An imbalance has emerged between the amount of energy needed to meet demands in the United States and the ability to quickly bring energy projects online to supply that need. As generative AI continues to advance and become more mainstream, so too do announcements that AI developers are investing in data centers and energy generation projects to help fuel their technological innovations. Some hyperscaler data centers can require more than a gigawatt of power for a single location—enough power to serve approximately three quarters of a million average homes. These circumstances present a tremendous opportunity for the energy industry, but it faces significant headwinds from a generation interconnection process that remains inefficient, slow, and costly.
Generative AI is extremely energy intensive, with a single query estimated to require nearly 10 times the amount of electricity needed for a traditional internet search. As AI becomes more popular, energy demand to fuel these queries will continue to rise and in turn more energy generation projects will need to interconnect to the electric grid.

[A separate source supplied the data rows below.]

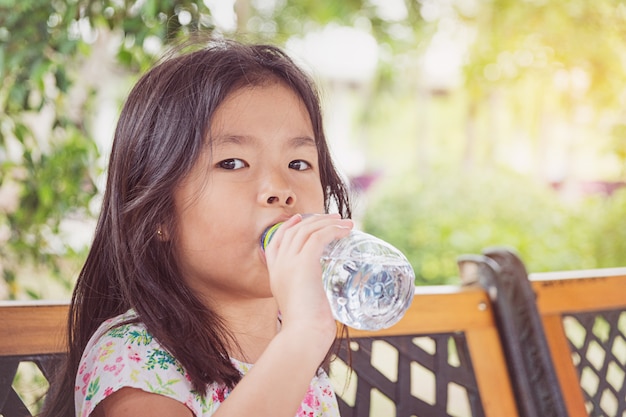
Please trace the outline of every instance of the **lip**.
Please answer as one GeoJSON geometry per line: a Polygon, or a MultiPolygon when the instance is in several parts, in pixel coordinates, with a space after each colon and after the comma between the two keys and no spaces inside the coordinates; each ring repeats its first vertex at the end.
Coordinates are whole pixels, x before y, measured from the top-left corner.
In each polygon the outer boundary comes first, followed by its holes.
{"type": "Polygon", "coordinates": [[[289,220],[292,216],[294,216],[294,214],[291,215],[284,215],[284,216],[280,216],[277,217],[276,219],[274,219],[271,223],[268,223],[265,227],[263,227],[263,230],[261,230],[261,232],[259,233],[259,237],[258,237],[258,241],[260,243],[261,249],[263,248],[263,237],[265,235],[265,232],[272,226],[276,225],[277,223],[284,223],[287,220],[289,220]]]}

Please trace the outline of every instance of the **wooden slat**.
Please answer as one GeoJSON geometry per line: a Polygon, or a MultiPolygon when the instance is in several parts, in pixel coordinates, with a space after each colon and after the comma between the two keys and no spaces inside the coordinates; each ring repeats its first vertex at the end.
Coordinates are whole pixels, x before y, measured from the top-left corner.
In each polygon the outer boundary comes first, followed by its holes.
{"type": "Polygon", "coordinates": [[[626,268],[530,275],[542,315],[626,307],[626,268]]]}
{"type": "Polygon", "coordinates": [[[388,329],[369,332],[350,329],[350,337],[385,337],[463,331],[493,327],[489,301],[481,288],[424,286],[405,316],[388,329]]]}
{"type": "Polygon", "coordinates": [[[68,305],[0,302],[0,355],[38,355],[64,351],[68,305]]]}

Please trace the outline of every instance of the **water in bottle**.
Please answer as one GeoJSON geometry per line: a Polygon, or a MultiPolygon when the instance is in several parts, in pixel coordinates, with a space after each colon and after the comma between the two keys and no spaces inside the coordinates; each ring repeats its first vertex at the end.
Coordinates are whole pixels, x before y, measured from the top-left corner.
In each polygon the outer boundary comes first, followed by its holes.
{"type": "MultiPolygon", "coordinates": [[[[261,237],[267,247],[280,223],[261,237]]],[[[333,315],[361,330],[391,327],[413,301],[415,273],[398,249],[362,231],[352,230],[326,246],[322,282],[333,315]]]]}

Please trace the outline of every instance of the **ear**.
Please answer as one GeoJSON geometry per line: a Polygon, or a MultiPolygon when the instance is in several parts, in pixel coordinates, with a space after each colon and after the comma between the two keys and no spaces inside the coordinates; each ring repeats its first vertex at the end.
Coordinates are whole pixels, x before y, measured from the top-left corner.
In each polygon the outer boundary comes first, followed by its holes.
{"type": "Polygon", "coordinates": [[[167,242],[170,239],[169,234],[167,233],[167,230],[161,224],[157,226],[156,235],[157,235],[157,239],[159,239],[159,241],[161,242],[167,242]]]}

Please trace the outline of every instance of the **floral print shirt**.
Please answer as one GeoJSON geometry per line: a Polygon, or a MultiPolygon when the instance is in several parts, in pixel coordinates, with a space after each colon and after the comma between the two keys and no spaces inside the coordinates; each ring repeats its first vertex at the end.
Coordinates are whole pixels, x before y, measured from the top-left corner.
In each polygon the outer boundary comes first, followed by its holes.
{"type": "MultiPolygon", "coordinates": [[[[74,400],[77,417],[88,417],[104,398],[124,388],[165,395],[185,404],[195,417],[211,416],[230,390],[214,383],[207,392],[194,391],[178,361],[148,333],[133,310],[105,321],[91,337],[76,375],[74,400]]],[[[245,375],[252,365],[231,359],[245,375]]],[[[296,417],[339,417],[337,399],[326,373],[311,381],[296,417]]]]}

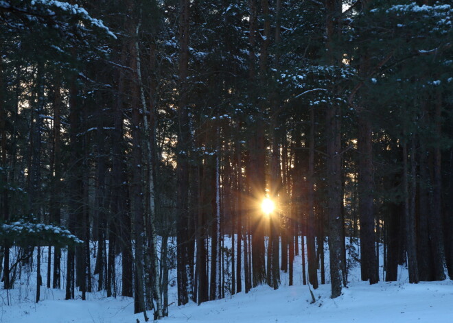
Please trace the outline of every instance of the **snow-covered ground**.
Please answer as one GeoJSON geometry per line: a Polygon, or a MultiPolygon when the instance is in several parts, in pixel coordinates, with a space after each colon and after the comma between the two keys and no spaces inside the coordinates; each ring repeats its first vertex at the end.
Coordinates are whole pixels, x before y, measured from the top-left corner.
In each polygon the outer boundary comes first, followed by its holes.
{"type": "MultiPolygon", "coordinates": [[[[326,278],[328,278],[326,254],[326,278]]],[[[397,282],[370,286],[360,281],[360,269],[351,268],[350,283],[339,298],[329,298],[330,285],[314,291],[316,302],[310,304],[307,286],[301,284],[301,258],[294,263],[294,285],[288,286],[288,275],[282,273],[281,286],[274,291],[267,286],[253,289],[222,300],[200,306],[191,303],[178,307],[176,289],[170,290],[169,317],[162,322],[453,322],[453,281],[408,284],[407,272],[400,268],[397,282]]],[[[45,270],[43,270],[45,272],[45,270]]],[[[45,282],[45,273],[43,281],[45,282]]],[[[0,291],[0,322],[8,323],[80,322],[135,323],[144,322],[143,314],[132,314],[132,298],[106,298],[103,293],[64,300],[62,290],[41,289],[41,299],[34,302],[33,277],[25,275],[16,288],[0,291]],[[30,279],[28,284],[27,279],[30,279]],[[8,305],[8,302],[11,305],[8,305]]],[[[381,272],[380,276],[382,277],[381,272]]],[[[148,314],[151,318],[152,313],[148,314]]]]}

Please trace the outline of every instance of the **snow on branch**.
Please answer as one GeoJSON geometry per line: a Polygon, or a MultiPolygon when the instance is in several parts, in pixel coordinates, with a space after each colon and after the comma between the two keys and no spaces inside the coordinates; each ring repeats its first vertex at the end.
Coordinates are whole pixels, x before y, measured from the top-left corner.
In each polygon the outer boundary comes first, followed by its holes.
{"type": "Polygon", "coordinates": [[[17,245],[65,246],[83,243],[63,227],[23,220],[0,225],[0,237],[17,245]]]}

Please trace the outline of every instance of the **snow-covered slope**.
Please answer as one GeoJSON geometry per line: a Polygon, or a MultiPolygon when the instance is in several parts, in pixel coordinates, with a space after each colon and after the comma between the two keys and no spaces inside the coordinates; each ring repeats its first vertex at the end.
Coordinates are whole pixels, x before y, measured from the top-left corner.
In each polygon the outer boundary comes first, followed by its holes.
{"type": "MultiPolygon", "coordinates": [[[[328,278],[326,254],[326,278],[328,278]]],[[[453,322],[453,282],[407,283],[401,268],[398,282],[370,286],[359,281],[360,269],[353,267],[350,283],[343,294],[329,298],[330,285],[314,291],[316,302],[310,304],[308,287],[301,284],[301,258],[294,263],[294,285],[288,286],[288,276],[282,273],[282,284],[274,291],[267,286],[229,296],[224,299],[198,306],[173,304],[164,322],[453,322]]],[[[43,273],[45,274],[45,273],[43,273]]],[[[382,272],[381,272],[382,277],[382,272]]],[[[8,323],[91,322],[135,323],[143,322],[142,314],[133,315],[132,299],[106,298],[102,293],[88,295],[88,300],[64,300],[62,290],[42,288],[43,301],[34,302],[35,287],[32,276],[16,283],[16,289],[0,291],[0,322],[8,323]],[[7,305],[8,303],[12,305],[7,305]]],[[[45,282],[45,275],[43,277],[45,282]]],[[[170,291],[170,302],[176,301],[176,289],[170,291]]],[[[175,302],[176,303],[176,302],[175,302]]],[[[152,317],[152,315],[150,315],[152,317]]]]}

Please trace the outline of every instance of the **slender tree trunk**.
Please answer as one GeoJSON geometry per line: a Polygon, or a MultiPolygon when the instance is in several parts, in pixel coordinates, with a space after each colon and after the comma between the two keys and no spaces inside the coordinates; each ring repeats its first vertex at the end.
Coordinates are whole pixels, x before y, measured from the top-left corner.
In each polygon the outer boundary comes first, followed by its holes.
{"type": "MultiPolygon", "coordinates": [[[[404,130],[406,134],[406,130],[404,130]]],[[[409,283],[419,282],[418,262],[417,260],[417,245],[415,242],[415,219],[410,212],[409,196],[409,178],[407,143],[403,143],[403,193],[404,198],[404,219],[406,224],[406,239],[407,246],[408,267],[409,269],[409,283]]],[[[411,152],[412,154],[413,152],[411,152]]],[[[411,158],[414,158],[411,156],[411,158]]]]}
{"type": "MultiPolygon", "coordinates": [[[[237,126],[237,132],[240,130],[240,125],[237,126]]],[[[236,154],[237,154],[237,208],[236,209],[237,241],[237,259],[236,261],[236,291],[240,293],[242,291],[242,281],[241,278],[242,267],[242,250],[241,241],[243,240],[242,230],[242,156],[241,152],[241,143],[239,140],[236,141],[236,154]]],[[[245,257],[244,257],[245,260],[245,257]]]]}
{"type": "MultiPolygon", "coordinates": [[[[331,62],[336,61],[333,49],[333,40],[338,37],[341,28],[338,17],[341,12],[341,0],[327,0],[327,49],[331,62]]],[[[329,250],[330,258],[330,281],[332,297],[341,294],[341,270],[343,267],[342,248],[345,241],[341,241],[343,224],[341,208],[341,111],[338,104],[327,107],[327,219],[329,224],[329,250]]]]}
{"type": "Polygon", "coordinates": [[[179,16],[179,91],[178,102],[178,143],[176,145],[177,167],[177,271],[178,271],[178,304],[183,305],[189,302],[189,280],[187,266],[189,259],[187,225],[189,221],[188,189],[189,160],[188,149],[190,138],[189,128],[189,111],[187,106],[187,75],[189,67],[189,0],[180,1],[179,16]]]}
{"type": "Polygon", "coordinates": [[[310,108],[310,129],[309,135],[308,176],[307,184],[308,221],[307,225],[307,258],[308,261],[308,280],[314,289],[318,288],[318,272],[316,265],[314,235],[316,219],[314,217],[314,110],[310,108]]]}
{"type": "Polygon", "coordinates": [[[437,280],[443,280],[445,279],[445,252],[442,223],[442,154],[441,152],[442,97],[439,90],[436,93],[434,104],[434,124],[437,140],[434,148],[432,210],[432,216],[429,217],[428,220],[430,238],[432,242],[434,278],[437,280]]]}
{"type": "Polygon", "coordinates": [[[360,268],[362,280],[370,284],[379,280],[376,275],[376,254],[374,245],[373,178],[371,125],[363,112],[359,113],[359,217],[360,221],[360,268]]]}

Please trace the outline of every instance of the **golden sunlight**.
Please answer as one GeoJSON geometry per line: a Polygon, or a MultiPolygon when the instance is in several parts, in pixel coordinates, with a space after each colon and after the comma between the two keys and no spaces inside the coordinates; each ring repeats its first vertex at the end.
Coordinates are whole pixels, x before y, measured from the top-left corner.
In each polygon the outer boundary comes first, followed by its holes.
{"type": "Polygon", "coordinates": [[[263,200],[261,204],[261,208],[263,210],[264,214],[269,215],[274,211],[274,208],[275,208],[275,204],[272,200],[266,198],[263,200]]]}

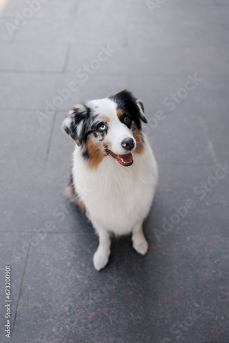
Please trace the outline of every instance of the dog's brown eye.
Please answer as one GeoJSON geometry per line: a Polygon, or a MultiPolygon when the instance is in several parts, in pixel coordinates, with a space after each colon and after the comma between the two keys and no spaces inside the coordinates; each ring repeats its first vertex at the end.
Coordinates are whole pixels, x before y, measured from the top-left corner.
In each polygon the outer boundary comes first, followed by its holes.
{"type": "Polygon", "coordinates": [[[99,132],[103,132],[107,129],[107,126],[104,123],[101,123],[100,124],[98,125],[97,127],[97,130],[99,131],[99,132]]]}

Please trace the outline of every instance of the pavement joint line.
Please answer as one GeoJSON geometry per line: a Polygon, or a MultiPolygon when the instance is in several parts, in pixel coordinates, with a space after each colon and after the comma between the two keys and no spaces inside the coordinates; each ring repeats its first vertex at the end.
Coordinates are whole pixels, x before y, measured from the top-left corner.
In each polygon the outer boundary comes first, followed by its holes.
{"type": "Polygon", "coordinates": [[[49,160],[49,152],[50,152],[51,141],[52,141],[53,136],[55,124],[56,124],[56,117],[57,117],[57,113],[56,113],[56,112],[55,112],[54,115],[53,115],[53,122],[52,122],[52,126],[51,126],[51,132],[50,132],[48,146],[47,146],[47,152],[46,152],[46,160],[45,160],[46,162],[47,162],[49,160]]]}
{"type": "Polygon", "coordinates": [[[209,132],[208,132],[208,127],[207,127],[207,124],[206,124],[206,120],[204,115],[203,115],[202,116],[202,121],[203,121],[203,123],[204,123],[204,128],[205,128],[205,132],[206,132],[206,138],[207,138],[208,141],[209,143],[210,147],[210,149],[211,149],[211,150],[213,152],[213,156],[214,162],[215,162],[215,166],[217,167],[217,163],[219,161],[217,161],[217,158],[216,157],[216,154],[215,154],[215,150],[214,150],[214,145],[213,145],[213,143],[211,141],[210,138],[210,135],[209,135],[209,132]]]}
{"type": "Polygon", "coordinates": [[[66,69],[67,69],[67,67],[68,65],[70,51],[71,49],[71,45],[72,45],[71,44],[69,44],[67,48],[65,60],[64,60],[64,67],[63,67],[62,71],[63,73],[66,72],[66,69]]]}
{"type": "Polygon", "coordinates": [[[23,274],[22,279],[21,279],[21,287],[20,287],[20,290],[19,290],[19,298],[18,298],[16,306],[15,316],[14,316],[14,322],[13,322],[13,325],[12,325],[12,335],[13,335],[13,332],[14,332],[14,324],[15,324],[15,322],[16,322],[16,315],[17,315],[19,305],[19,302],[20,302],[21,296],[22,287],[23,287],[23,285],[24,278],[25,278],[25,270],[26,270],[27,263],[28,259],[29,259],[29,251],[30,251],[30,247],[31,247],[31,243],[32,243],[32,237],[33,237],[33,235],[31,234],[30,235],[29,244],[29,248],[28,248],[28,250],[27,250],[27,256],[26,256],[25,265],[24,265],[24,269],[23,269],[23,274]]]}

Recognizing that interconnection queues around the country are already bloated, the Federal Energy Regulatory Commission (Commission), which regulates generation interconnection in most of the continental United States, and regional transmission organizations (RTOs), which study and approve generator interconnection requests through their “queuing” process, are actively searching for solutions to expedite those interconnections.
Several factors contribute to the interconnection process run by RTOs across the country being slow and costly. For example, in the past requests to interconnect to the electric grid were mainly submitted by large-scale energy generators. Today, more and more interconnection requests are made by smaller-scale energy generators, frequently renewable generation, resulting in a significant spike in the total volume of requests in the interconnection queue. This relative decreased capacity-per-project results in a larger total number of projects to be processed.
More projects in the queue also means more studies to be conducted for each project as each interconnection request generally must receive satisfactory results in at least two studies before any project will receive an agreement setting forth the terms of interconnection to the electric grid. The rising complexity of assessing grid reliability has resulted in projects being subject to progressively longer wait times in the queue and overall delays before those projects interconnect to the grid. For example, projects built in 2023 are experiencing on average five years between when its interconnection request is made to commercial operation. This is a significant increase over the typical time in years past.
Other contributing factors to these delays are increasing baseload capacity retirements, which creates resource adequacy concerns, and rising costs due to inadequate and aging transmission infrastructure that often needs to be constructed or rebuilt to accommodate new generation. These changes both increase the cost of network upgrades needed to interconnect new generation and also contribute to the complexity of the engineering studies needed for new interconnections.
The Commission has recognized that longer timelines between interconnection request and commercial operation are creating a bottleneck effect, preventing much-needed new generation from coming online. It sought to address this issue, and interconnection shortfalls more broadly, with Order No. 2023. Through the order the Commission imposed several requirements on both project developers and RTOs with the ultimate goal of making interconnection more certain.
Importantly, the order requires transmission providers to study projects in “clusters” instead of individually and implements penalties on providers who fail to complete studies by a certain deadline. The order also increases the preparedness requirements for new generation, particularly with strict site control obligations, and increases the financial security that must be posted through the interconnection study process.
These are significant costs and, in theory, will preemptively weed out less certain projects, reducing the sheer number of projects that need to be studied. At the same time, this should also increase the likelihood that projects in the process will move forward and enter commercial operation.
While it has been almost two years since Order No. 2023 was issued, the Commission is still in the process of reviewing and approving utilities’ and RTOs’ plans for how to comply with its requirements. As such, how effective Order No. 2023 will be in making the interconnection process more efficient remains to be seen.
Like the Commission, RTOs are also trying to improve their interconnection processes. Many have proposed several solutions meant to alleviate some of the pressures on the electric grid and interconnection:
Another potential solution to remedy long interconnection queues and inefficient interconnection processes, particularly for data centers, is generator co-location wherein data centers are strategically sited alongside power generation facilities in so-called “behind-the-meter” arrangements. This type of configuration allows projects to bypass the need to interconnect to the electric grid, and thus the interconnection process entirely, by getting energy from generation facilities directly.
Even as behind-the-meter configurations become more popular, the need to interconnect to the electric grid is not going away and will remain the path forward for the majority of energy projects coming online in the future. This reality means that efforts to improve the interconnection process will remain critical as energy demand continues to rise.